I have two data sets (let call them L and G) that represent a measured physical quantity $\Gamma_n^0(\delta\Gamma_n^0)$. I am performing a Kolmogorov-Smirnov test in R
between these two datasets which yields a p-value of 4.68e-6. That means these data sets come from different distributions (cross checking my understanding).
I expect each distribution to follow the Porter-Thomas distribution (PTD) (i.e. a chi-square distribution with one degree of freedom). I test my two data sets again the PTD and I get 2.904e-06 for the L dataset and 1.461e-12 for the G dataset. Although this is against what I was expecting in the beginning, it's exciting information so it's not a problem.
Then I wanted to fit these two datasets with a chi-square distribution to extract the number of degrees of freedom. I used a maximum likelihood fit. The L dataset fit yielded 1.88(15) degrees of freedom and the G 2.17(15). The fits don't contradict the KS test of the datasets again the PT distribution.
However, the fits show compatible (within uncertainties) degrees of freedom. To me this means that they come from the same distribution which contradicts the KS test against the data sets!

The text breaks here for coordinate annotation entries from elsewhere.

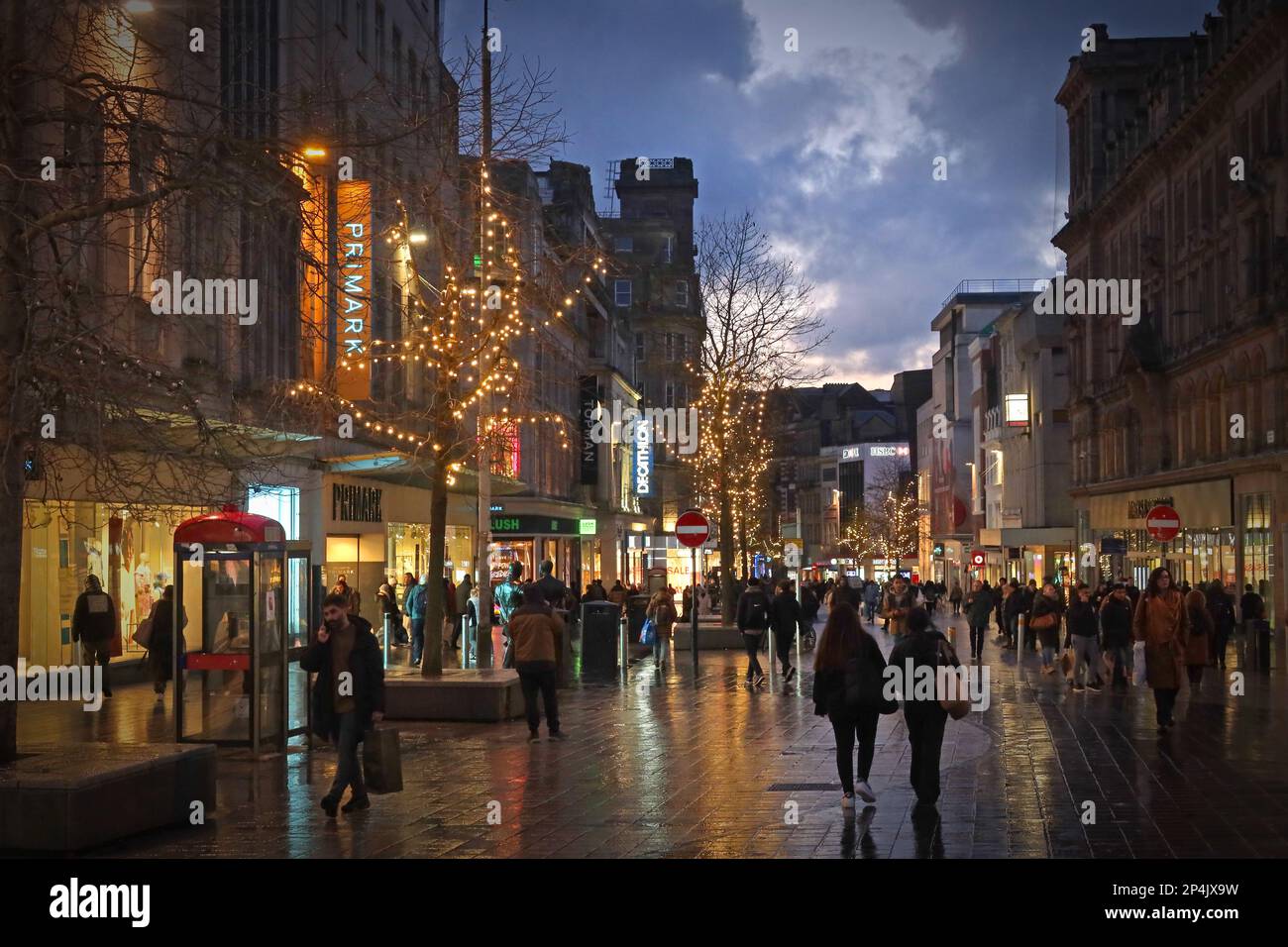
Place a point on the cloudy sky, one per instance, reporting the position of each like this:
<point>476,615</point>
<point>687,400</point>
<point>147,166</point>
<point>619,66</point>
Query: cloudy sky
<point>832,147</point>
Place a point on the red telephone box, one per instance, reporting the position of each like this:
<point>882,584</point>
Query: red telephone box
<point>243,604</point>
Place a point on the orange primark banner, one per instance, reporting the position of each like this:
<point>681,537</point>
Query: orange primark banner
<point>353,315</point>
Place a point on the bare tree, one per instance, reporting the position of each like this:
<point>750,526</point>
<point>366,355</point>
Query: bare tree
<point>760,326</point>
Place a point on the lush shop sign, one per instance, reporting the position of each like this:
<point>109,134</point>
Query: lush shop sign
<point>535,526</point>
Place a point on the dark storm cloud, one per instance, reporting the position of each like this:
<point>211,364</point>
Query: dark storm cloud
<point>831,147</point>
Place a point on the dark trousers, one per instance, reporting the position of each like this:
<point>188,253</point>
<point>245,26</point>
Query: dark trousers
<point>925,720</point>
<point>540,678</point>
<point>863,724</point>
<point>1164,701</point>
<point>784,646</point>
<point>417,639</point>
<point>348,768</point>
<point>752,644</point>
<point>99,654</point>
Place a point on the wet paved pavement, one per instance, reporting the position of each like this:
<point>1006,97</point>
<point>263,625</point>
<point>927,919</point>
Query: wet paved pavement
<point>670,768</point>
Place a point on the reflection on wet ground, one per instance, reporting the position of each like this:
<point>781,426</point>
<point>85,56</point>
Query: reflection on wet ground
<point>675,767</point>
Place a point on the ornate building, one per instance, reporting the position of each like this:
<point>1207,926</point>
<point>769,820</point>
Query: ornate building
<point>1177,180</point>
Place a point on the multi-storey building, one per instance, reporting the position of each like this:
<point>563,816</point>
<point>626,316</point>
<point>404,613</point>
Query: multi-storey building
<point>1020,496</point>
<point>833,445</point>
<point>945,431</point>
<point>1177,180</point>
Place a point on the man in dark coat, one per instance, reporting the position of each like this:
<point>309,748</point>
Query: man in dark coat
<point>94,626</point>
<point>348,694</point>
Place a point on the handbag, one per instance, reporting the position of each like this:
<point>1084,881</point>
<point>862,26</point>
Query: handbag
<point>143,633</point>
<point>381,761</point>
<point>954,701</point>
<point>1138,665</point>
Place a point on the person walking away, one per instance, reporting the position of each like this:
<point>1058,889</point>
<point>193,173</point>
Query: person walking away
<point>1083,628</point>
<point>752,616</point>
<point>1012,605</point>
<point>897,604</point>
<point>785,615</point>
<point>1222,609</point>
<point>348,694</point>
<point>507,600</point>
<point>925,647</point>
<point>94,626</point>
<point>537,634</point>
<point>661,611</point>
<point>954,598</point>
<point>979,605</point>
<point>1046,621</point>
<point>848,682</point>
<point>1162,622</point>
<point>162,641</point>
<point>1198,644</point>
<point>415,605</point>
<point>389,613</point>
<point>1116,622</point>
<point>352,598</point>
<point>463,604</point>
<point>871,600</point>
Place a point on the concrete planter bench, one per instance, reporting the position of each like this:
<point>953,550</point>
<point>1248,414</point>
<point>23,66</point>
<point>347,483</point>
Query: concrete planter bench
<point>72,797</point>
<point>487,694</point>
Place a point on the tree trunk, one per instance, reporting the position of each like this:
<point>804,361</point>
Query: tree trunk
<point>436,603</point>
<point>14,281</point>
<point>726,556</point>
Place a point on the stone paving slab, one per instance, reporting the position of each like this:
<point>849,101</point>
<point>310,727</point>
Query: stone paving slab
<point>670,767</point>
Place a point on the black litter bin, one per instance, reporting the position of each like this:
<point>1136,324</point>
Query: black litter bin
<point>599,629</point>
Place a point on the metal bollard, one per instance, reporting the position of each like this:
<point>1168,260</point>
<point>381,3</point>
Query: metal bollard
<point>389,621</point>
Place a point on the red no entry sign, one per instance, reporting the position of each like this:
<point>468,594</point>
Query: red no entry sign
<point>1163,523</point>
<point>692,528</point>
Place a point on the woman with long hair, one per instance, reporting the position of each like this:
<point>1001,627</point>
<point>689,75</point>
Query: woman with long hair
<point>1162,621</point>
<point>848,681</point>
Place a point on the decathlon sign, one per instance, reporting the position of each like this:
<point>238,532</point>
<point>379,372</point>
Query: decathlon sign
<point>643,458</point>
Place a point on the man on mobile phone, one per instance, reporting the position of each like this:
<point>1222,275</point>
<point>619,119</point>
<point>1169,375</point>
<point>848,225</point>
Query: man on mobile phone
<point>348,694</point>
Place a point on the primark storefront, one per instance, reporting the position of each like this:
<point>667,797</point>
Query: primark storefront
<point>1228,535</point>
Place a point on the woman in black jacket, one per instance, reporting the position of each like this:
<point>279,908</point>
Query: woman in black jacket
<point>923,647</point>
<point>848,681</point>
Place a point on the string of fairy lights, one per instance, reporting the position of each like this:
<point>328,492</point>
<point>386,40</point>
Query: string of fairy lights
<point>465,339</point>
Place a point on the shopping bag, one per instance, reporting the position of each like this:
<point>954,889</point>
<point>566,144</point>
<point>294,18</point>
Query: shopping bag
<point>1068,661</point>
<point>381,761</point>
<point>1137,655</point>
<point>143,633</point>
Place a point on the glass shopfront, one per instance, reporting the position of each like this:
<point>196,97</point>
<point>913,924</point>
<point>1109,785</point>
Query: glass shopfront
<point>1258,548</point>
<point>408,551</point>
<point>63,543</point>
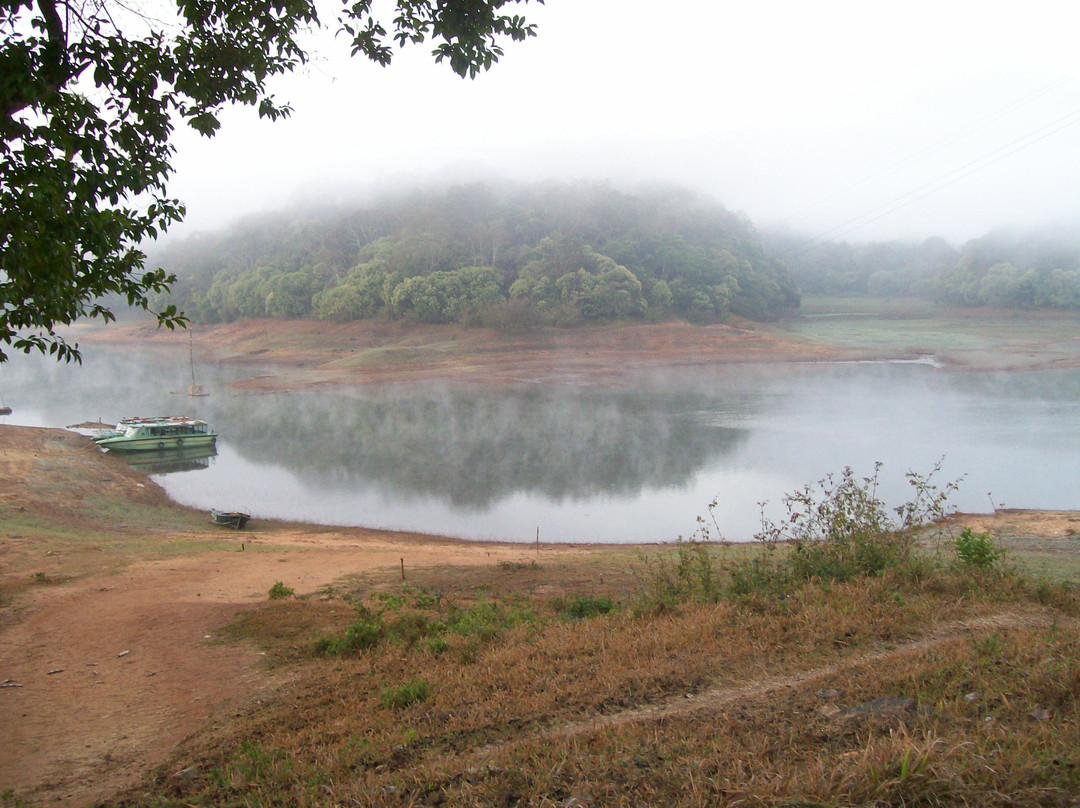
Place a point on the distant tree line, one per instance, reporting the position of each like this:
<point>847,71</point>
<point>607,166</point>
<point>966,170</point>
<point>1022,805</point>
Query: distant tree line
<point>1004,270</point>
<point>478,255</point>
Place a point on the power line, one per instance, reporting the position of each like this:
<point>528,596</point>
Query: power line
<point>950,177</point>
<point>847,192</point>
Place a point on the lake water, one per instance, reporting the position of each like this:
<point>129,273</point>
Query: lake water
<point>633,461</point>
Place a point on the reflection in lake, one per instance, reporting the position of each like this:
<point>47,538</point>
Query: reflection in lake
<point>171,461</point>
<point>636,461</point>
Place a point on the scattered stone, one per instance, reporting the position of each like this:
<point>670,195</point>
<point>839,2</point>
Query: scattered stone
<point>829,711</point>
<point>885,705</point>
<point>187,775</point>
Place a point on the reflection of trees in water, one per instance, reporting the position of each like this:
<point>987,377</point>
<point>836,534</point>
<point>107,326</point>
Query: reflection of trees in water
<point>472,445</point>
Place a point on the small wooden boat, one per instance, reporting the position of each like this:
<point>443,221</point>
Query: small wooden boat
<point>235,520</point>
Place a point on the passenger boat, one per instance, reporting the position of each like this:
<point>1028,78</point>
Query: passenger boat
<point>162,432</point>
<point>234,520</point>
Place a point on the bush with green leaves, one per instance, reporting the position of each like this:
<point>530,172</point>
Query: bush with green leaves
<point>407,692</point>
<point>841,528</point>
<point>413,618</point>
<point>977,549</point>
<point>279,590</point>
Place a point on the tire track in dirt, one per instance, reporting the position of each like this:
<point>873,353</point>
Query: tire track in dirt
<point>724,696</point>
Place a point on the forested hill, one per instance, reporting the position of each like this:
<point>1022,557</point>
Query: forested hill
<point>507,257</point>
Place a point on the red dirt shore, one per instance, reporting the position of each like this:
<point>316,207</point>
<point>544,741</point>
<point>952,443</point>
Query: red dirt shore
<point>306,353</point>
<point>108,656</point>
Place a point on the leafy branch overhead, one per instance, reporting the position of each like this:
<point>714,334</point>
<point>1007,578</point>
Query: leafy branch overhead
<point>90,95</point>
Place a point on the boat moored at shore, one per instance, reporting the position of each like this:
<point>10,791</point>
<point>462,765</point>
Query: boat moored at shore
<point>160,432</point>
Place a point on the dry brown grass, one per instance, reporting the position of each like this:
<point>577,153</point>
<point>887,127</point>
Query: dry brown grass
<point>729,702</point>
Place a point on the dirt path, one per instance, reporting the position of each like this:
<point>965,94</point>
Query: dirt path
<point>113,671</point>
<point>106,673</point>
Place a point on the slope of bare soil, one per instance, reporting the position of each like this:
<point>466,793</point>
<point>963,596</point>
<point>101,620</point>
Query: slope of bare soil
<point>111,596</point>
<point>306,353</point>
<point>108,657</point>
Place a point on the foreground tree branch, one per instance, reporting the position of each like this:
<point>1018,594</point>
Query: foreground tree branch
<point>85,155</point>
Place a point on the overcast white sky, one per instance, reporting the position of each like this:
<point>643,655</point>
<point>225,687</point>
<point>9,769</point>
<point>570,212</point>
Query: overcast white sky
<point>846,120</point>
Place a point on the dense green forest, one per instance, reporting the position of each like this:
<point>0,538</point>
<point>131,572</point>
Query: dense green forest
<point>1002,269</point>
<point>480,255</point>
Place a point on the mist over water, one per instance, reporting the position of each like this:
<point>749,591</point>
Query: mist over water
<point>633,461</point>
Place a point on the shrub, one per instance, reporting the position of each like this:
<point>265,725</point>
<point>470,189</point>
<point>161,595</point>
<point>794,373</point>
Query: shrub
<point>365,632</point>
<point>407,692</point>
<point>279,590</point>
<point>977,550</point>
<point>584,606</point>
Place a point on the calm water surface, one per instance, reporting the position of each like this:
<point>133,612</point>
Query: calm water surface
<point>637,461</point>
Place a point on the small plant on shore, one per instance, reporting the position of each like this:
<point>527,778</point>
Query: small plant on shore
<point>407,692</point>
<point>841,529</point>
<point>584,606</point>
<point>279,591</point>
<point>414,618</point>
<point>977,549</point>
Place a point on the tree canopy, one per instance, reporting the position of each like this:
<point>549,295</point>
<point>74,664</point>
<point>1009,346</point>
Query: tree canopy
<point>90,96</point>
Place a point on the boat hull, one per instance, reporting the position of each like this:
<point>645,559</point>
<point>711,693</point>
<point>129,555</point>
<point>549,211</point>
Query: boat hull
<point>154,443</point>
<point>235,520</point>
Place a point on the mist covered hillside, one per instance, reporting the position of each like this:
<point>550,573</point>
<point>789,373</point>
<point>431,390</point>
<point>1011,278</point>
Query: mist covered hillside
<point>1037,269</point>
<point>478,255</point>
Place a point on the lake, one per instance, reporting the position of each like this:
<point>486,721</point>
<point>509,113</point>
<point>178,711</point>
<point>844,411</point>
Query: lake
<point>637,460</point>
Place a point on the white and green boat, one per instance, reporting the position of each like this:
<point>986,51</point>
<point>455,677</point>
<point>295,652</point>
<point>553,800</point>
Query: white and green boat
<point>161,432</point>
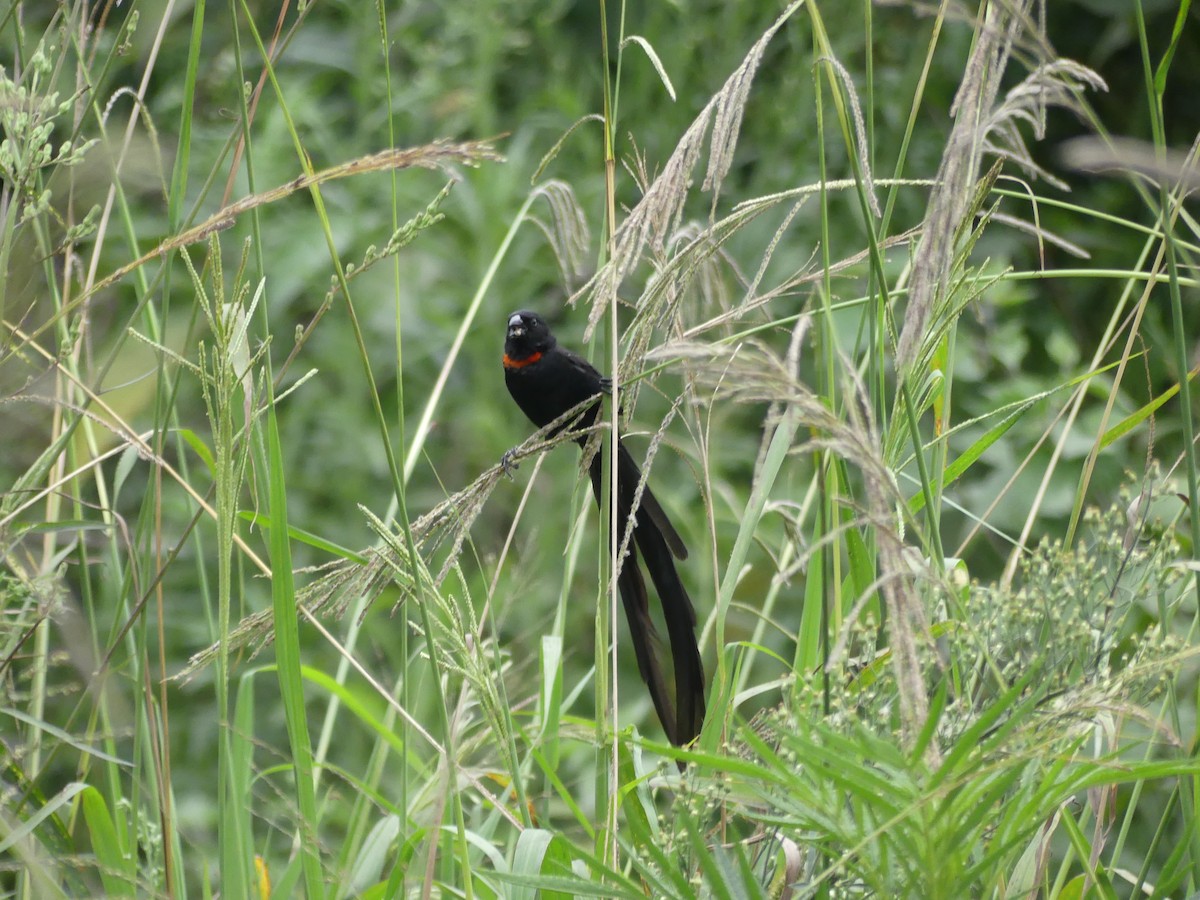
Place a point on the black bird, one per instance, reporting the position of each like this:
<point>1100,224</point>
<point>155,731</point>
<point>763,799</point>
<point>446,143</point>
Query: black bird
<point>546,382</point>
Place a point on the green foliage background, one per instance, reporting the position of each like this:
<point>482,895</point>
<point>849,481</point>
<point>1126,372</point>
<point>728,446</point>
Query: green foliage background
<point>114,576</point>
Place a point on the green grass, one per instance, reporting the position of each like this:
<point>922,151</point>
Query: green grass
<point>923,418</point>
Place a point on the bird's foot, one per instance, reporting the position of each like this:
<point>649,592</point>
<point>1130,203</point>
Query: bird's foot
<point>508,463</point>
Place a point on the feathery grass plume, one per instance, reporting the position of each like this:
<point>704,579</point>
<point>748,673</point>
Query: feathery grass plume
<point>567,232</point>
<point>982,126</point>
<point>371,571</point>
<point>659,213</point>
<point>753,372</point>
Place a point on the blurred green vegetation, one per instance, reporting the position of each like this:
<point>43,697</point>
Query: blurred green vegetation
<point>121,555</point>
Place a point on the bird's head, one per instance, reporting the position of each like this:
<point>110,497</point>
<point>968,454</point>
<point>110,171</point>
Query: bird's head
<point>528,337</point>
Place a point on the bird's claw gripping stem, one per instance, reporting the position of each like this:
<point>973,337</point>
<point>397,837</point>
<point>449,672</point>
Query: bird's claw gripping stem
<point>508,463</point>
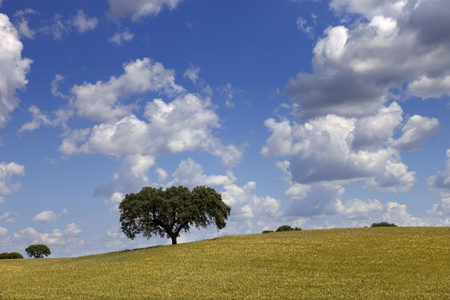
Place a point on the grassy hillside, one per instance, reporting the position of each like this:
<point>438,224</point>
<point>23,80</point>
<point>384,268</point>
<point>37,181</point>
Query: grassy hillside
<point>364,263</point>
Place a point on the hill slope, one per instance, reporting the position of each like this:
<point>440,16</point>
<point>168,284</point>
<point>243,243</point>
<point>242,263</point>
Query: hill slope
<point>363,263</point>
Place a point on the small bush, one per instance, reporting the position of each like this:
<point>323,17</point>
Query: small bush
<point>383,224</point>
<point>12,255</point>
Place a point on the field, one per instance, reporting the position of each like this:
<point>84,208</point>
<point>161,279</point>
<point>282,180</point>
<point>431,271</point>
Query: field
<point>363,263</point>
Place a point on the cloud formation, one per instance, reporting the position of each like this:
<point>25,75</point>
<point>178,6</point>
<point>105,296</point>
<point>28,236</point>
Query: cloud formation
<point>356,67</point>
<point>139,9</point>
<point>13,68</point>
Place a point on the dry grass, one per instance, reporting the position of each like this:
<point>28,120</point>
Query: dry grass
<point>364,263</point>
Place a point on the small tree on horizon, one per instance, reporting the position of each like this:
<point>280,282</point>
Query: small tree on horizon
<point>383,224</point>
<point>38,251</point>
<point>168,212</point>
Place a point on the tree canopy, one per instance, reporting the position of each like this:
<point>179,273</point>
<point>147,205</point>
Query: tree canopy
<point>38,251</point>
<point>168,212</point>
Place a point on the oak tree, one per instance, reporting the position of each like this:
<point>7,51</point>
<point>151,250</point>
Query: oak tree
<point>171,211</point>
<point>38,251</point>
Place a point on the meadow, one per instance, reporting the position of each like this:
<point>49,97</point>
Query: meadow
<point>358,263</point>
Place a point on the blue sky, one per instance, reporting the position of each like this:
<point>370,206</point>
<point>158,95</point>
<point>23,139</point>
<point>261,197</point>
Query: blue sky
<point>316,114</point>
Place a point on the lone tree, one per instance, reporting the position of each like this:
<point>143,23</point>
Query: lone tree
<point>168,212</point>
<point>383,224</point>
<point>38,251</point>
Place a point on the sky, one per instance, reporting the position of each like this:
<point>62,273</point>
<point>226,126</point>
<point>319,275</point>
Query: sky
<point>314,114</point>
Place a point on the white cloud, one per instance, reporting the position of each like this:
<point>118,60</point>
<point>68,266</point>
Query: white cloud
<point>302,25</point>
<point>192,73</point>
<point>55,86</point>
<point>57,237</point>
<point>114,201</point>
<point>394,179</point>
<point>57,27</point>
<point>440,182</point>
<point>13,69</point>
<point>49,216</point>
<point>321,151</point>
<point>9,217</point>
<point>22,23</point>
<point>190,174</point>
<point>131,176</point>
<point>40,118</point>
<point>372,132</point>
<point>138,9</point>
<point>7,172</point>
<point>358,209</point>
<point>426,87</point>
<point>355,68</point>
<point>82,23</point>
<point>102,101</point>
<point>416,131</point>
<point>184,124</point>
<point>249,212</point>
<point>119,38</point>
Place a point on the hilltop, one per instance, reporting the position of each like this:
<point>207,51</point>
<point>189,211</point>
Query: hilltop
<point>361,263</point>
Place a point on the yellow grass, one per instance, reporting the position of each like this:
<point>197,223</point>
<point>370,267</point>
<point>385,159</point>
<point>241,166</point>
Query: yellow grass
<point>364,263</point>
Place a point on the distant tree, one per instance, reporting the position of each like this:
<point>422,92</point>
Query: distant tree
<point>12,255</point>
<point>171,211</point>
<point>38,251</point>
<point>383,224</point>
<point>287,228</point>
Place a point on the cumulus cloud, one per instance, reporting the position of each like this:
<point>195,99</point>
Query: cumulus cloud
<point>302,26</point>
<point>416,131</point>
<point>250,213</point>
<point>83,23</point>
<point>7,173</point>
<point>57,27</point>
<point>131,176</point>
<point>322,150</point>
<point>356,67</point>
<point>9,217</point>
<point>13,68</point>
<point>103,101</point>
<point>66,237</point>
<point>40,118</point>
<point>441,181</point>
<point>190,174</point>
<point>22,23</point>
<point>139,9</point>
<point>49,216</point>
<point>184,124</point>
<point>120,37</point>
<point>192,73</point>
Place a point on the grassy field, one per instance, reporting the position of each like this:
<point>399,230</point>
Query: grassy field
<point>363,263</point>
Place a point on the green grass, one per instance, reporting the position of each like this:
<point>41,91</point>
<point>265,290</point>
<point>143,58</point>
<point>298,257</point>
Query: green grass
<point>363,263</point>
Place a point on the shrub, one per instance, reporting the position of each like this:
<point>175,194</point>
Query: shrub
<point>12,255</point>
<point>383,224</point>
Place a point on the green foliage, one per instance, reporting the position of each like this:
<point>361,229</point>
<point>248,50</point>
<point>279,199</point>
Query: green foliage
<point>383,224</point>
<point>287,228</point>
<point>171,211</point>
<point>12,255</point>
<point>38,251</point>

I would like to understand if I can trust the KS test more the fits, or the fits more than the KS tests.
For reference in neither the fits or the KS test, I'm not using my uncertainties. I know I should, I just don't know how.
Also, this is a plot that summarizes some of the above tests (fits in dashed lines, L is En<225 and G is En>225).
Also here is the code I am using in R to do these calculations, in case it's helpful!
#______________________________________________________________________________________________________
# (0) Load libraries
library(dplyr)
library(stats)
library(ggplot2)
library(kSamples)
library(twosamples)
library(MultNonParam)
library(fitdistrplus)
#______________________________________________________________________________________________________
# (1) General parameters/variables
i = 1/2 #neutron spin i
I = 7/2 #target nucleus spin I
terminal_width <- getOption("width")
# Porter-THomas
n <- 1000 # Number of samples to generate for the Porter-Thomas distribution
set.seed(123) # For reproducibility
porter_thomas <- rchisq(n, 1)
#______________________________________________________________________________________________________
# (2) Read the data, using the first line as the header and calculate other useful quantities
# in the final pub file I have removed negative energies and all widths are positives
data = read.table("149Sm_resonance_parameters_FINAL_pub.dat", header=TRUE, sep="")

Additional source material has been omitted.